Opened at 2013-07-06T15:16:55Z
Last modified at 2020-01-13T20:36:24Z
#2017 closed defect
non-deterministic test hang on OpenBSD — at Version 10
Reported by: | zooko | Owned by: | sickness |
---|---|---|---|
Priority: | normal | Milestone: | soon |
Component: | code | Version: | 1.10.0 |
Keywords: | iputil heisenbug openbsd test hang | Cc: | |
Launchpad Bug: |
Description (last modified by daira)
sickness's OpenBSD buildslave showed a test timeout:
=============================================================================== [ERROR] Traceback (most recent call last): Failure: twisted.internet.defer.TimeoutError: <allmydata.test.test_runner.RunNode testMethod=test_client_no_noise> (test_client_no_noise) still running at 240.0 secs allmydata.test.test_runner.RunNode.test_client_no_noise =============================================================================== [ERROR] Traceback (most recent call last): Failure: twisted.trial.util.DirtyReactorAggregateError: Reactor was unclean.

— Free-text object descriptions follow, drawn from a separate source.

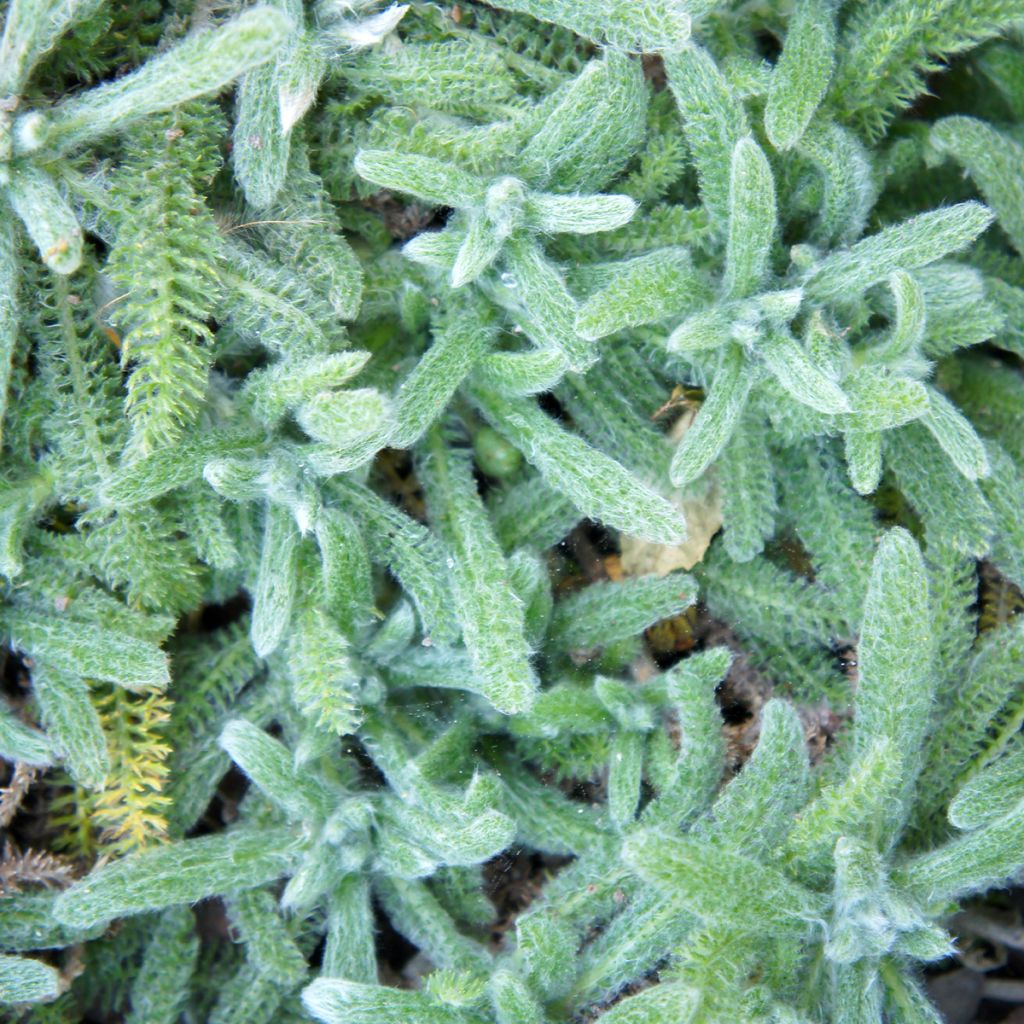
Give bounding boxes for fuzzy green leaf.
[949,746,1024,832]
[932,116,1024,256]
[575,247,706,340]
[7,165,83,274]
[504,236,594,373]
[55,827,304,927]
[664,43,748,230]
[473,388,685,544]
[921,387,990,481]
[670,344,751,486]
[0,702,52,766]
[355,149,486,207]
[482,0,691,52]
[220,718,334,821]
[250,502,300,658]
[0,0,105,95]
[391,304,494,449]
[42,7,293,153]
[125,906,199,1024]
[549,572,697,651]
[420,429,537,714]
[805,202,994,303]
[304,977,489,1024]
[724,137,777,298]
[625,831,825,933]
[4,610,170,690]
[765,0,836,150]
[0,954,60,1003]
[32,668,107,788]
[760,328,850,414]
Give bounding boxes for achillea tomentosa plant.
[0,0,1023,1020]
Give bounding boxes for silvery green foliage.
[419,423,538,713]
[234,0,408,208]
[0,0,289,434]
[471,386,685,543]
[482,0,692,54]
[0,5,289,252]
[3,0,1024,1021]
[124,906,199,1024]
[0,954,60,1003]
[615,532,1023,1023]
[0,701,52,765]
[50,535,1024,1022]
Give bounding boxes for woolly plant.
[1,0,1023,1022]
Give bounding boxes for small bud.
[12,110,46,153]
[484,176,528,239]
[473,426,522,478]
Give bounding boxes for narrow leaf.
[4,611,170,690]
[805,202,994,303]
[250,503,300,658]
[844,430,883,495]
[504,236,594,372]
[723,136,776,298]
[304,977,488,1024]
[669,344,751,486]
[0,954,60,1003]
[220,719,332,821]
[932,116,1024,256]
[6,165,83,274]
[43,7,292,153]
[324,875,376,983]
[125,906,199,1024]
[575,247,708,340]
[0,217,19,438]
[233,61,291,209]
[472,349,568,397]
[853,528,933,830]
[473,388,686,544]
[55,827,304,927]
[0,702,52,766]
[0,0,105,95]
[354,149,486,208]
[527,192,636,235]
[921,387,990,481]
[451,215,503,288]
[764,0,836,150]
[664,42,748,230]
[481,0,690,52]
[549,573,697,650]
[760,328,850,414]
[391,304,494,449]
[624,831,825,932]
[608,731,644,826]
[949,747,1024,832]
[420,429,537,714]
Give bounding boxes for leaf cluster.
[0,1,1023,1022]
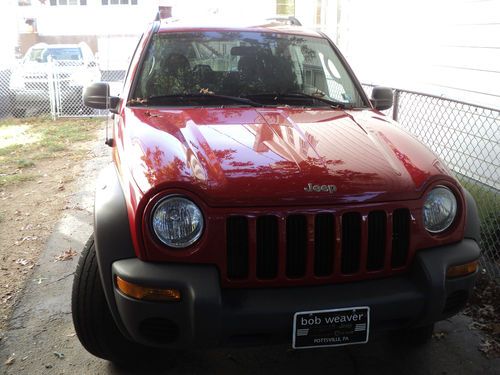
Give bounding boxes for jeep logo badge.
[304,183,337,193]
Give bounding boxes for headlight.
[423,186,457,233]
[151,196,204,248]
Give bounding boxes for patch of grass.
[43,141,67,153]
[0,174,35,187]
[16,159,35,169]
[460,178,500,219]
[0,144,18,157]
[0,117,102,187]
[460,177,500,268]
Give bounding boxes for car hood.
[123,107,453,207]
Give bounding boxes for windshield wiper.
[244,92,353,109]
[140,93,263,107]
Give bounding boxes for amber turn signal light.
[446,260,478,279]
[115,276,181,301]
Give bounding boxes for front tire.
[71,235,161,363]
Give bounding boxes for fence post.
[47,59,57,120]
[392,89,400,122]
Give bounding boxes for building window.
[102,0,138,4]
[276,0,295,16]
[50,0,87,5]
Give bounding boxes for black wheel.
[392,323,435,346]
[71,235,164,364]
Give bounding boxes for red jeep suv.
[72,17,480,363]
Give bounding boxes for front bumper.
[110,239,479,349]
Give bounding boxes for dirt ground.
[465,274,500,358]
[0,117,103,331]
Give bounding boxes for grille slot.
[314,213,335,276]
[256,216,279,279]
[341,212,361,274]
[286,215,308,278]
[226,216,248,279]
[367,211,387,271]
[392,209,411,268]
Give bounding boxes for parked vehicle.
[73,17,480,364]
[9,42,100,117]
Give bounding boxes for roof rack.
[265,16,302,26]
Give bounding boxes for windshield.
[131,31,366,107]
[28,47,83,63]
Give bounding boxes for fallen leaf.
[468,321,487,330]
[34,277,47,284]
[53,351,65,359]
[432,331,447,340]
[15,259,29,266]
[55,248,78,262]
[5,354,15,365]
[478,338,500,358]
[491,323,500,335]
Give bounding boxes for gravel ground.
[1,136,499,375]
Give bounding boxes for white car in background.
[9,42,101,117]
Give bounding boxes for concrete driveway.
[1,139,499,375]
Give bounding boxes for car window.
[27,47,83,62]
[45,48,82,61]
[132,31,365,107]
[27,48,45,62]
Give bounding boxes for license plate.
[292,306,370,349]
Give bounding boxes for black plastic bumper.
[110,239,480,349]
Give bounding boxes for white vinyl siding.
[338,0,500,109]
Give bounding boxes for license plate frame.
[292,306,370,349]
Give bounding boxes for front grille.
[226,208,412,285]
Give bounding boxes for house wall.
[0,0,19,68]
[337,0,500,108]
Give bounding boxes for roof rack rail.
[265,16,302,26]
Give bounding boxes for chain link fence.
[0,60,124,119]
[364,84,500,279]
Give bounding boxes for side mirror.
[370,86,393,111]
[83,82,119,113]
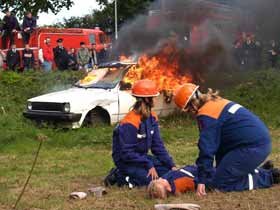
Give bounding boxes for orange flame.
[122,43,192,92]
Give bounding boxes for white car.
[23,62,176,128]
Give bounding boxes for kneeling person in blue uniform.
[173,83,280,196]
[105,80,176,187]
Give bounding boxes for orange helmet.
[174,83,199,110]
[132,79,160,97]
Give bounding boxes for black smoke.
[111,0,280,84]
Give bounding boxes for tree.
[0,0,74,17]
[96,0,154,22]
[57,0,154,32]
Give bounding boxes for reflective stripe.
[125,176,133,189]
[137,134,146,139]
[179,169,195,178]
[248,174,254,190]
[228,104,242,114]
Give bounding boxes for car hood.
[28,87,118,110]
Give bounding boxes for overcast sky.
[38,0,100,25]
[0,0,100,26]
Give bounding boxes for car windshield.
[76,67,128,89]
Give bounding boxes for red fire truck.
[0,27,111,68]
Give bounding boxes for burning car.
[23,58,192,128]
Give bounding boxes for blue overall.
[196,98,273,192]
[112,110,175,187]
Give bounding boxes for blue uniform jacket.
[196,98,271,184]
[112,110,175,170]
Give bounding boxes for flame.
[122,42,192,92]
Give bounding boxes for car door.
[117,88,136,121]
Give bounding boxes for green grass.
[0,70,280,209]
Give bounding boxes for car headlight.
[63,103,71,113]
[27,102,32,110]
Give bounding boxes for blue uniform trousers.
[212,143,273,192]
[116,155,170,187]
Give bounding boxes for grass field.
[0,70,280,210]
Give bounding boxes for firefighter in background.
[53,38,69,70]
[0,10,20,49]
[22,11,37,45]
[106,80,176,187]
[173,83,280,196]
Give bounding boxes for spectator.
[268,40,278,68]
[77,42,91,71]
[0,49,6,68]
[22,44,34,70]
[6,44,20,71]
[98,47,108,64]
[242,36,256,69]
[68,48,78,70]
[40,37,54,72]
[90,43,98,68]
[22,12,37,45]
[232,40,243,68]
[53,38,69,71]
[0,10,20,49]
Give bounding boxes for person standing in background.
[0,10,20,49]
[268,40,278,69]
[6,44,20,71]
[0,49,6,68]
[68,48,78,70]
[53,38,69,71]
[22,12,37,45]
[90,43,98,68]
[22,44,34,71]
[242,35,256,70]
[40,37,54,72]
[77,42,91,71]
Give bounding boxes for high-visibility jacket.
[196,98,271,184]
[112,110,175,171]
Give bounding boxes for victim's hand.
[196,183,207,197]
[147,167,158,180]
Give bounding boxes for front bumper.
[23,111,82,122]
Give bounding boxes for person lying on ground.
[173,83,280,196]
[105,80,176,188]
[148,161,280,199]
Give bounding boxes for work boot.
[272,168,280,184]
[261,160,274,170]
[104,167,118,187]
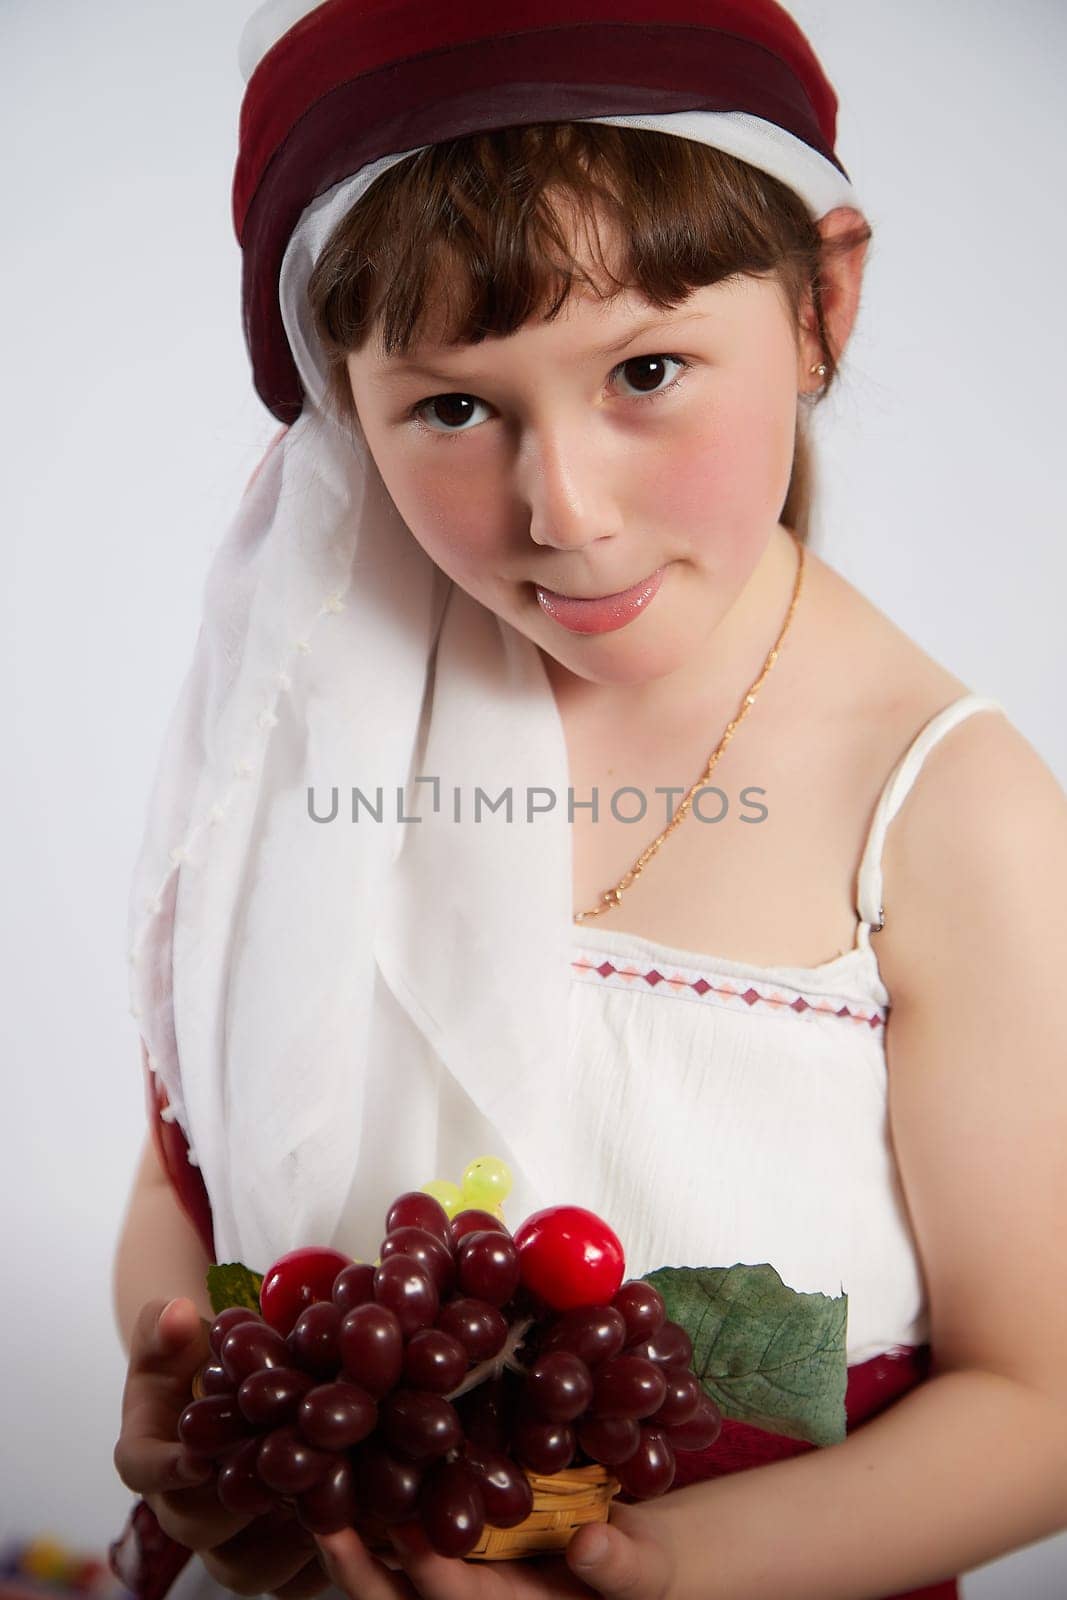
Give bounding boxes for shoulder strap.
[856,693,1008,935]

DelayedCalls: (set twisted.internet.base.DelayedCall.debug = True to debug) <DelayedCall 0x816eb82c [0.00169348716736s] called=0 cancelled=0 LoopingCall<0.01>(RunNode._poll, *(<function _node_has_started at 0x7ff29ed4>, 1373030506.664452), **{})()> allmydata.test.test_runner.RunNode.test_client_no_noise ------------------------------------------------------------------------------- Ran 1139 tests in 1784.336s FAILED (skips=15, expectedFailures=3, errors=2, successes=1120)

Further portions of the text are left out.